O marceneiro, Bento, após um dia intenso de serviços chegou em sua casa no escurecer da noite. Na porta da casa estava pendurada sua cadelinha vira-latas. Trêmulo adentrou a casa e na sala deparou-se com sua esposa, Denilce, degolada, visivelmente torturada antes de da execução. Na cozinha assando no fogão a lenha seus dois filhos, Maria Branca e Milton Brando, gêmeos de seis anos de idade. Em estado de choque, lançou uma corda em uma viga do telhado da cozinha e enforcou-se ali mesmo.
O próximo foi Lazor, o barbeiro, que estava transtornado em razão da morte do amigo há três meses. Diziam que a bruxa havia transformado o filho num ser sobrenatural. Preparava-se para sair quando ouviu a porta se fechar. Como morava nos fundos foi ver quem era, talvez fosse um cliente e realmente alguém estava sentado na cadeira pronto para ser barbeado ou cortar o cabelo. Suas pernas bambearam, no entanto, ao ver que Aristides o aguardava. Terrivelmente feio, com face nos dois lados da cabeça, olhos de sucuri, segurou Lazor pelo pescoço e lançou-o contra a parede. Sua voz parecia um mugido saído dos infernos.
-Você não vai matar a minha mãe...alertou Aristides, enquanto empunhava a lâmina de barbear terrivelmente afiada.
Dona Ester encontrou o marido vazio, as vísceras haviam sido retiradas e levadas.
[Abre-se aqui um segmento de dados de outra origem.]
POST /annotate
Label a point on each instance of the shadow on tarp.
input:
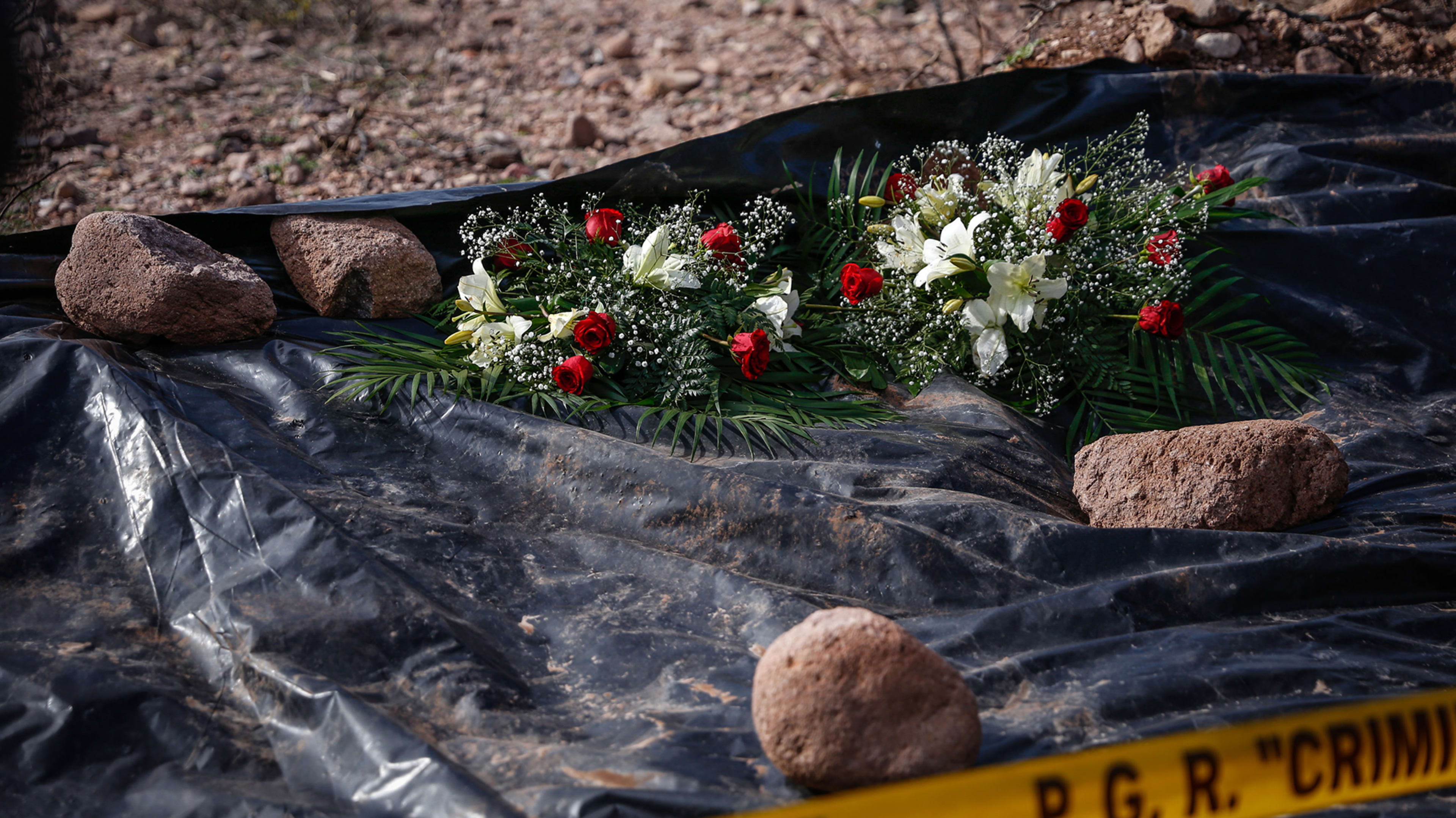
(223, 596)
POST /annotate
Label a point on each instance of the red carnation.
(860, 283)
(1163, 319)
(1215, 178)
(511, 252)
(1164, 248)
(596, 331)
(605, 225)
(901, 187)
(1072, 216)
(724, 243)
(573, 375)
(752, 353)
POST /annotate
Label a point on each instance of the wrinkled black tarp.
(225, 597)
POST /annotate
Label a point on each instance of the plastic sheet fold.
(225, 596)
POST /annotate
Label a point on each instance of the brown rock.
(1340, 9)
(97, 14)
(372, 268)
(1320, 60)
(650, 86)
(136, 278)
(1209, 12)
(1246, 476)
(1133, 50)
(1164, 41)
(618, 46)
(582, 132)
(848, 698)
(499, 158)
(683, 81)
(253, 196)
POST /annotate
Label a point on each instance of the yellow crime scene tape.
(1296, 763)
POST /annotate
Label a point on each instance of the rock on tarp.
(223, 596)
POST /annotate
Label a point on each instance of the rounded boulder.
(135, 278)
(849, 699)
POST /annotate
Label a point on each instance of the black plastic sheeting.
(223, 597)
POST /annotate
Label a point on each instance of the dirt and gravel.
(159, 107)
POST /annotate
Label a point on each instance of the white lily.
(480, 292)
(781, 308)
(938, 204)
(1039, 171)
(1021, 290)
(985, 323)
(906, 252)
(956, 239)
(563, 323)
(651, 264)
(491, 340)
(1036, 178)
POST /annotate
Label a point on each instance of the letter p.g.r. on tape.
(1296, 763)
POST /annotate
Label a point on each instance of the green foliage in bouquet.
(1056, 281)
(573, 312)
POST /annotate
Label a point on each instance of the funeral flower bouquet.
(583, 309)
(1064, 281)
(1056, 280)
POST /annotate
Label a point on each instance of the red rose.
(573, 375)
(1164, 248)
(752, 353)
(1215, 178)
(605, 225)
(724, 243)
(1072, 216)
(860, 283)
(1163, 319)
(596, 331)
(511, 252)
(901, 187)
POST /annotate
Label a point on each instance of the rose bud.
(901, 187)
(573, 375)
(1163, 319)
(752, 353)
(724, 243)
(511, 252)
(1072, 216)
(1164, 248)
(1215, 178)
(596, 331)
(605, 226)
(860, 283)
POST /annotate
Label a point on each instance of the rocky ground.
(159, 107)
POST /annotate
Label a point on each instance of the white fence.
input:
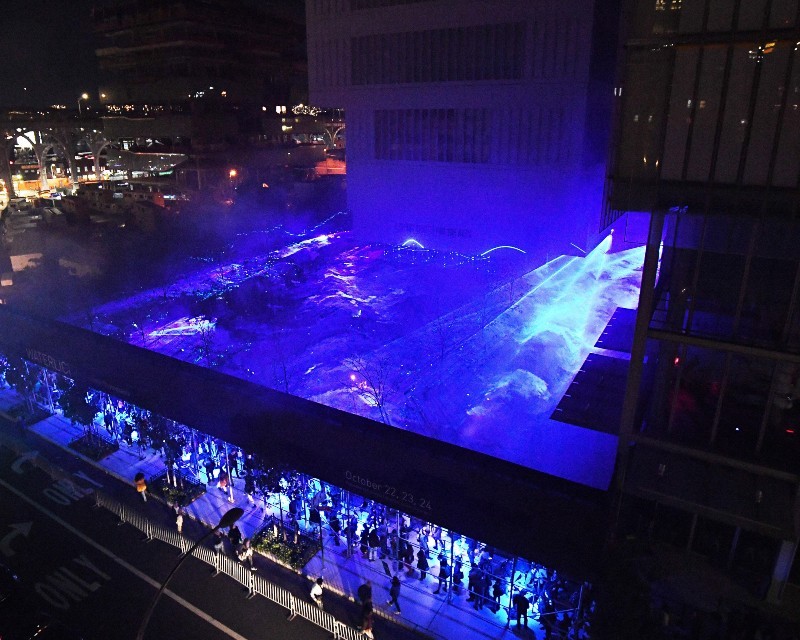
(255, 584)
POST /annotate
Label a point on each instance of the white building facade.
(470, 124)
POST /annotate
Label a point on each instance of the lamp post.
(228, 519)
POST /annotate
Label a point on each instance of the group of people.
(242, 547)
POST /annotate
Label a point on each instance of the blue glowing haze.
(476, 352)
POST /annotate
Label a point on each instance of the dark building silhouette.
(708, 144)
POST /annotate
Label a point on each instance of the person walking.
(235, 536)
(422, 564)
(141, 485)
(246, 554)
(316, 592)
(219, 542)
(364, 592)
(394, 593)
(366, 616)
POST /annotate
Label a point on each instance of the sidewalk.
(444, 615)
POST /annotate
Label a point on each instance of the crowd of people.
(408, 551)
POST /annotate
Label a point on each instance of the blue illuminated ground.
(473, 352)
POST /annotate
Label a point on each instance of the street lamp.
(227, 520)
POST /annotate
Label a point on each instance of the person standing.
(444, 574)
(394, 593)
(522, 605)
(246, 554)
(316, 592)
(366, 616)
(141, 485)
(249, 486)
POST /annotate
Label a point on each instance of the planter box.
(185, 493)
(94, 446)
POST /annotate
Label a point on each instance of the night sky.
(48, 47)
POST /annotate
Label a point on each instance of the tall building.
(470, 124)
(708, 144)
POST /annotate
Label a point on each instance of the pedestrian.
(394, 593)
(316, 592)
(141, 485)
(249, 486)
(522, 605)
(219, 543)
(498, 591)
(374, 542)
(233, 463)
(422, 564)
(246, 554)
(209, 465)
(364, 592)
(336, 527)
(422, 539)
(235, 536)
(222, 485)
(366, 616)
(366, 627)
(444, 574)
Achou-o sentado na cadeira na barbearia, olhando-se no espelho. Aos poucos Dona Ester consumiu-se, não mais se alimentava, chorava e falava sozinha pelos cantos. Morreu, certamente de fome. Tempos depois sua filha faleceu vítima de queda de um cavalo. O cavalo espantou-se e a moça não resistiu.
A esposa de Adamastor, Elenice, exigia que fossem embora dali. Temia pela vida de todos. Ele seria o próximo e não apenas ele, mas a família pagaria o preço da ousadia. Domingas parecia nutrir-se pela ansiedade de cada um, o medo de ser o próximo, que fim os aguardava, como seriam mortos, em que circunstância. Apavoravam-se em ficar e em sair de casa, em dormir e acordar.
Uma noite de sono profundo daria o primeiro sinal a Adamastor de que Aristides se aproximava. Ao acordarem pela manhã não localizaram Mateus, seu filho de oito anos. Ele estava dependurado de ponta cabeça na mangueira do quintal. Seu cãozinho estava postado ao lado, esperando que o menino descesse. Elenice somente conseguia gritar desesperadamente. Haviam levado os olhos e a língua, extraídos com o menino ainda vivo.
A fúria de Elenice voltou-se contra Adamastor. Ele era o causador de tudo aquilo. Pagavam com a vida de tantas pessoas apenas por causa de algumas galinhas mortas. No enterro do garoto, Elenice enterrou um punhal no peito do marido. Sorria feito louca e louca passou a viver, andando pela vila, morando entre as árvores e se alimentando de restos que mãos caridosas lhe ofereciam.
Antes Domingas era apenas uma bruxa solitária, agora anualmente exigia o sacrifício de uma pessoa, cujo sangue mantinha seu filho vivo.